Dstl competition seeks to reduce MOD exposure to cyber attacks

The Defence and Security Accelerator (DASA) has launched a new Innovation Focus Area (IFA) called Reducing the Cyber Attack Surface, which aims to develop technologies that reduce the opportunity for cyber attacks on Ministry of Defence (MOD) systems and platforms.

The defence sector has a large integrated network of legacy cyber technologies, which presents a substantial and diverse surface area for cyber enabled attack to disrupt military operations.

Being able to accelerate next generation hardware and software technologies to phase out the cyber vulnerabilities within current computer networks is vital in order to reduce defence exposure to cyber attack.

This IFA is being run on behalf of Defence Science and Technology laboratory (DSTL) and seeks proposals that enable greater confidence and a level of assurance in military systems against cyber-enabled attack.

DASA expects to fund proposals within Technical Readiness Level 4 – 7 (TRLs) up to £300K for a 9 month contract. Proposed technologies should demonstrate by providing a roadmap describing how they would achieve a technical demonstrator by end of Financial Year 2023 if further funding was made available.

Cycle 1 of the Reducing the Cyber Attack Surface IFA is open now, and will close on 20 October 2021. Cycle 2 will run from 20 October 2021 to 5 January 2022.

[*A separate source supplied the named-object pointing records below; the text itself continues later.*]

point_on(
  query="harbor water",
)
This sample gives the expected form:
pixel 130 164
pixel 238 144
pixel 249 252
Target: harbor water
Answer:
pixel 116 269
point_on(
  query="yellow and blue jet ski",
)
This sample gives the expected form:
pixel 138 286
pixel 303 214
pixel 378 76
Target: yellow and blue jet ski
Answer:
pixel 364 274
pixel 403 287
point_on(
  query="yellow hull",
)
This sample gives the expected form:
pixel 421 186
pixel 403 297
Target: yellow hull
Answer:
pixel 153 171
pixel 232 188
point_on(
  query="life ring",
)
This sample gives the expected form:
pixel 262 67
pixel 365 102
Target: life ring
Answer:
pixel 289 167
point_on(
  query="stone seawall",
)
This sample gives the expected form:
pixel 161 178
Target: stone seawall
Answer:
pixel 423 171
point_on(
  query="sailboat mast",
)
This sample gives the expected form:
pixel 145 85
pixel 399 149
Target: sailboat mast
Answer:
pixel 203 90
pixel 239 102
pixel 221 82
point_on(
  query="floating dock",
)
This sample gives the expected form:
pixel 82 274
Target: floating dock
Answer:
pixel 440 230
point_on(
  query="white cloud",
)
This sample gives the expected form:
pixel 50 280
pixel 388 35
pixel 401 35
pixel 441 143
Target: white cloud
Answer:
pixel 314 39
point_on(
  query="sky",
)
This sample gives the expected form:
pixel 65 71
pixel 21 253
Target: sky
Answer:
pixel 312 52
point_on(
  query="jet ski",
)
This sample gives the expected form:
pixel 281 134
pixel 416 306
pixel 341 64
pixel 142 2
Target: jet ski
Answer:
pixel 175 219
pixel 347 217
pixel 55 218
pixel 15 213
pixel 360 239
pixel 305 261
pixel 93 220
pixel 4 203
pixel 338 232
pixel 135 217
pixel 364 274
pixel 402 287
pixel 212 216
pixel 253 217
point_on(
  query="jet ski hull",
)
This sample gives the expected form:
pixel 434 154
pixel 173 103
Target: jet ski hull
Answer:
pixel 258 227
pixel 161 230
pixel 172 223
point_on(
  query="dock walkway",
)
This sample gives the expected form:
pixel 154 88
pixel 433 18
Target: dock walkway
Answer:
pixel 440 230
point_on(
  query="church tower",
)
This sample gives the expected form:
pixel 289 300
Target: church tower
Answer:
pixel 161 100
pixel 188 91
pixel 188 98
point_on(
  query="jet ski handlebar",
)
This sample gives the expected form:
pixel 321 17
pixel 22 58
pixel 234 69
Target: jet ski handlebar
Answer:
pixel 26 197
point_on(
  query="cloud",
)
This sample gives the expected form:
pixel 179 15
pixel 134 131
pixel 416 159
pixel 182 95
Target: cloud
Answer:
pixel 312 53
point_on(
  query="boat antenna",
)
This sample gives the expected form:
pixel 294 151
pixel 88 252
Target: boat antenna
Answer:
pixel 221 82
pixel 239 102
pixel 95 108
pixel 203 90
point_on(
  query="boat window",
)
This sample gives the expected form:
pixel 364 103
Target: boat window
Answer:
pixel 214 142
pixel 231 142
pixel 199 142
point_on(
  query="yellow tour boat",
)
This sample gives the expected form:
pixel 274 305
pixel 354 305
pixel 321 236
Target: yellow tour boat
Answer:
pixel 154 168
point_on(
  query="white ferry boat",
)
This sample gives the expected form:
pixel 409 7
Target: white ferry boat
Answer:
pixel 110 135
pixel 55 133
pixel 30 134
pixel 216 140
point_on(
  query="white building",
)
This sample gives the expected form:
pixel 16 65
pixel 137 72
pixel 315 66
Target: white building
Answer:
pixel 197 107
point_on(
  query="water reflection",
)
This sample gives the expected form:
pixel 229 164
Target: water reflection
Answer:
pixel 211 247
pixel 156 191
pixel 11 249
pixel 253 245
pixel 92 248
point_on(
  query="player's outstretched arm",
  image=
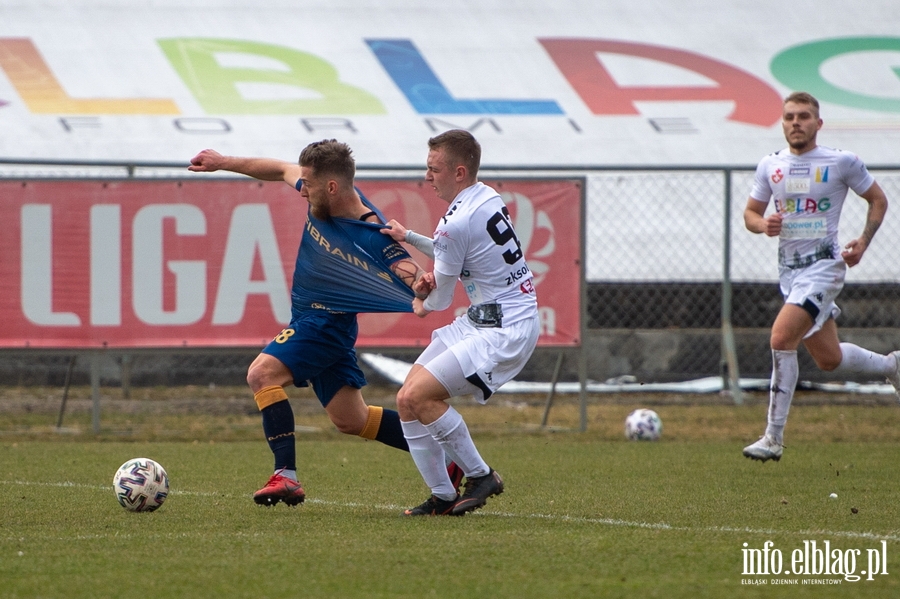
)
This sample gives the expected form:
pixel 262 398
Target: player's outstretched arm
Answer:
pixel 414 276
pixel 756 221
pixel 264 169
pixel 877 200
pixel 399 233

The MOD is interested in identifying and accelerating next generation hardware and software technologies to reduce the vulnerabilities within current and future computer networks and systems, focusing particularly on operational technologies that:

  • intelligently apply technologies that significantly reduce the opportunity for cyber attack
  • effectively raise the barrier to entry for adversaries and providing greater confidence and a level of assurance against cyber-enabled attack
  • are novel and applicable across a whole “class” of attack surface rather than solutions tailored to a specific threat

The Government is seeking proposals that are applicable across a whole “class” of attack. They are not seeking solutions that offer demonstrations of off-the-shelf products requiring no experimental development (unless applied in a novel way to the challenge), and which offer no real prospect of out-competing existing technological solutions.